Dans le cadre du programme Cap’lait en Bourgogne-Franche-Comté, une étude de cas a été réalisée dans une exploitation en lait de plaine (standard). Production laitière, investissements, EBE, endettement… ont été analysés. Résultat : l’élevage s’est fortement développé et a permis plusieurs installations, dont celle de deux jeunes éleveurs de moins de 30 ans.

Mieux connaître l’installation en lait de plaine, ses caractéristiques, ses facteurs de réussite et ses freins : tel est l’un des objectif du programme Cap’lait mené en Bourgogne-Franche-Comté(1). Plusieurs actions ont été conduites dans la région (et présentées lors d’un webinaire diffusé sur la chaîne Youtube Cap’lait) :

– un état des lieux général par la chambre d’agriculture (profil des candidats, type de transmission, montant des reprises, etc.),

– une analyse des résultats économiques des jeunes installés par le CER France,

– une enquête sur leurs parcours à l’installation, leur vision du métier et son avenir

– des témoignages comme celui de Rémy Chaudey

– une étude de cas détaillée ci-après par Frédéric Démarest, de la chambre d’agriculture du Jura.

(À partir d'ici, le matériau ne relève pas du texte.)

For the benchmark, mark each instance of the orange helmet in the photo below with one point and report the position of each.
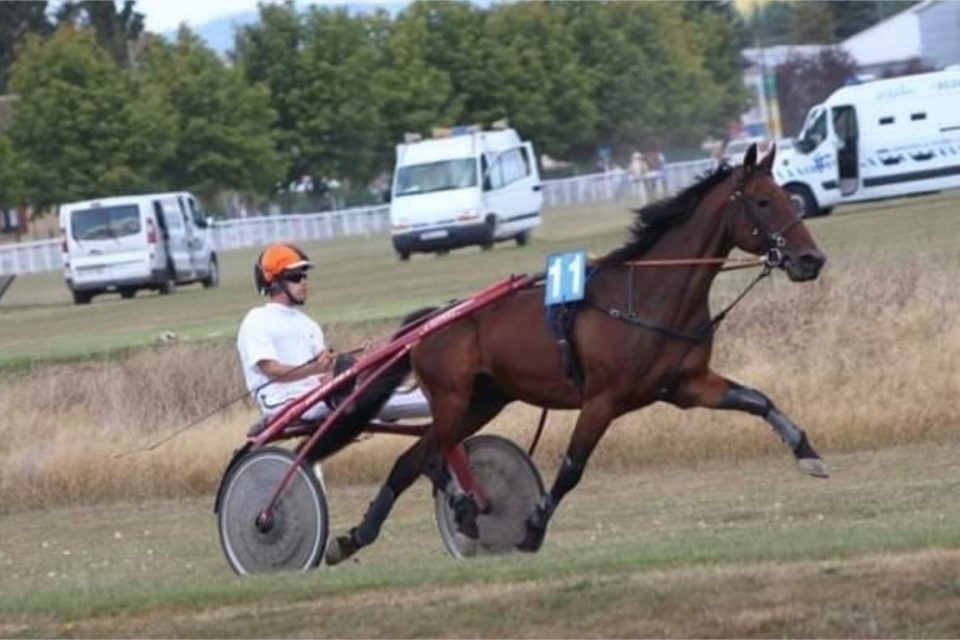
(276, 260)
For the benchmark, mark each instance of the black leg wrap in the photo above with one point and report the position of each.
(804, 449)
(536, 525)
(465, 512)
(368, 530)
(436, 469)
(745, 399)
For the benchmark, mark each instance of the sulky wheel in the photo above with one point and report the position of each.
(294, 537)
(513, 485)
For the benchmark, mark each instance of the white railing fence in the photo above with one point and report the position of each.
(44, 255)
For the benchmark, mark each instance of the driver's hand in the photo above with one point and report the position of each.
(325, 360)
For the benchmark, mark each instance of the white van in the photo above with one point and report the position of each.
(469, 188)
(881, 139)
(125, 243)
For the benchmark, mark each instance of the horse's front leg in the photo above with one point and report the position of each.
(593, 421)
(716, 392)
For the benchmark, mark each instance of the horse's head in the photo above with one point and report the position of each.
(761, 220)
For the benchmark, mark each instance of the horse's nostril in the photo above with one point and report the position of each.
(811, 261)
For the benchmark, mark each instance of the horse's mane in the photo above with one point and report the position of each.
(654, 219)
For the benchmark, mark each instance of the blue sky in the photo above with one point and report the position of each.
(216, 20)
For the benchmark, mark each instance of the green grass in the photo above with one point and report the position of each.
(360, 279)
(667, 552)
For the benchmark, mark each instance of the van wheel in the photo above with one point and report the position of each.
(213, 276)
(802, 200)
(487, 243)
(168, 286)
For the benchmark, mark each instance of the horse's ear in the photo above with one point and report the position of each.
(766, 165)
(750, 157)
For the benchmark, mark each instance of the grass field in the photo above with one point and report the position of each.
(360, 279)
(714, 550)
(687, 524)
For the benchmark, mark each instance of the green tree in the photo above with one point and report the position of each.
(803, 81)
(338, 117)
(270, 53)
(83, 128)
(11, 183)
(455, 45)
(223, 123)
(17, 19)
(535, 77)
(116, 28)
(414, 95)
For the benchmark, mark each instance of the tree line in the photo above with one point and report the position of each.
(101, 106)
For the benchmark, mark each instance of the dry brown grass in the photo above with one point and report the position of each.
(867, 356)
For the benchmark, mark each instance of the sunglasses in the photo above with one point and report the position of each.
(295, 277)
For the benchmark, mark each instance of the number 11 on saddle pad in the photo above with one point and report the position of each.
(566, 277)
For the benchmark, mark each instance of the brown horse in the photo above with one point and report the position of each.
(643, 334)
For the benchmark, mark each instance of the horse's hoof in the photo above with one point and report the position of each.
(814, 467)
(469, 529)
(339, 549)
(532, 541)
(466, 512)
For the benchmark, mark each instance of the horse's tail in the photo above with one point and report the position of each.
(371, 401)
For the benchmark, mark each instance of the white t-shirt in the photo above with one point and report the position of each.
(285, 334)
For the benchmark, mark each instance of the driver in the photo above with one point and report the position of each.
(282, 350)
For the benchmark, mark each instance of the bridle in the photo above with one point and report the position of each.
(772, 241)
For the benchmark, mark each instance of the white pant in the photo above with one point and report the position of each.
(400, 406)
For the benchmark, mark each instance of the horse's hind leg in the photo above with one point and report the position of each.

(1) Synthèse d’une enquête régionale dans des exploitations de polyculture-élevage laitier de grande dimension, intégrant la présentation des résultats de celle effectuée annuellement sur le temps de travail dans le cadre du dispositif Inosys, avec quelques outils méthodologiques pour approcher la notion de travail dans les fermes bovines laitières.

L’exploitation en quelques chiffres

Gaec à 5 associés (2 générations : plus de 50 ans, 25-30 ans)

– 3 chefs d’exploitation : Laurent, 55 ans + 2 JA, Benjamin et Antoine, 28 et 27 ans

– autres associés : sa femme Marielle, 53 ans + un tiers, Pascal, 57 ans)

4 sites d’exploitation (pas toujours simple à gérer, à faire évoluer) dans le Jura (190 m d’altitude, 600 mm de précipitations par an)

 112 VL Prim’holstein

 1,2 Ml de lait (livrés à la coopérative régionale Ermitage)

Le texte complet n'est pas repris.